It’s not you, it’s me: Thoughts on dating in high school

The other day I drove past a car that had a plethora of old campaign bumper stickers on it. There was the “Bush-Cheney 04” sticker right next to a “Reagan-Bush 84” one, divided by a “Clinton- Gore 96” sticker.  In my head, this conversion van was driven by a church librarian who let her hair down in the mid nineties, only to trade her heels back in for the comfort of orthopedic shoes.

Political campaigns, much like dating relationships, are surrounded by lots of fervor that are supposed to preempt an event, not be the event itself.

When we elect a President, we don’t really know what it will be like until that person is actually president, and when we date someone, we don’t know what they will fully be like either until we actually marry them.  If you don’t feel like you are very good at dating, and it feels like a lot of heartache, hang on, because the goal isn’t to be good at dating, the goal is to be a good husband or wife. I have found that people who are really good at dating have a hard time being a spouse, and people who love being a spouse generally really hate dating.  By the way, it is really possible to be with someone you like a lot, but not like the process of dating.
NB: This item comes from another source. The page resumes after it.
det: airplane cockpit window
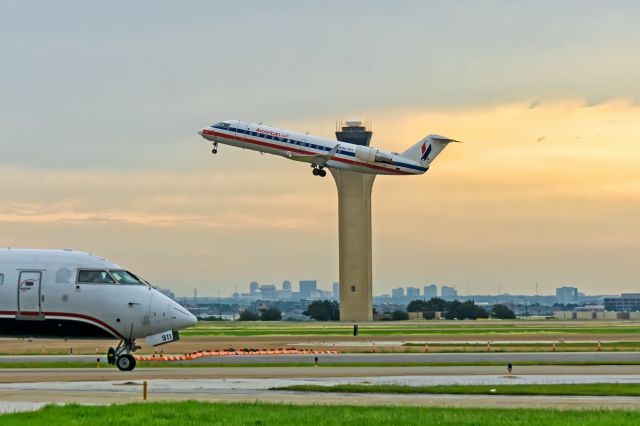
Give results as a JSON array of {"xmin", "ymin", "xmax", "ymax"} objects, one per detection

Perhaps even obstacles you hit in your relationships have nothing to do with the person you are with, they have to do with how hard and unnatural the dating process itself is.

Rosanna and I used to have arguments when we were dating that we now realize were because we were dating.  I do not mean this to say that marrying someone will fix all of your problems, I mean it to say that dating someone is a bit of a goofy process, and well, it is supposed to be. It’s a campaign. It’s not the presidency.

I say all this of course, because I spend lots of time with high school and college students, many who hate themselves because they can’t make relationships work.  They assume that failed dating relationships translate into a lifetime of relational misery.  That’s just not true.

I spent lots of time talking with students who feel immense guilt for letting someone they trusted take advantage of them and break their heart. Relationships are tricky at any age, so it’s important to remember you will never have it all mapped out, especially not by the time you get a high school diploma.  If you’ve walked thru heartache, wondering what went wrong, wondering how you could have been fooled by someone you knew so well- don’t beat yourself up. There is no detailed path for ending up with someone you love, and you may think of yourself as upside down, but you are quite possibly right where you are supposed to be.  Remember, it just takes one.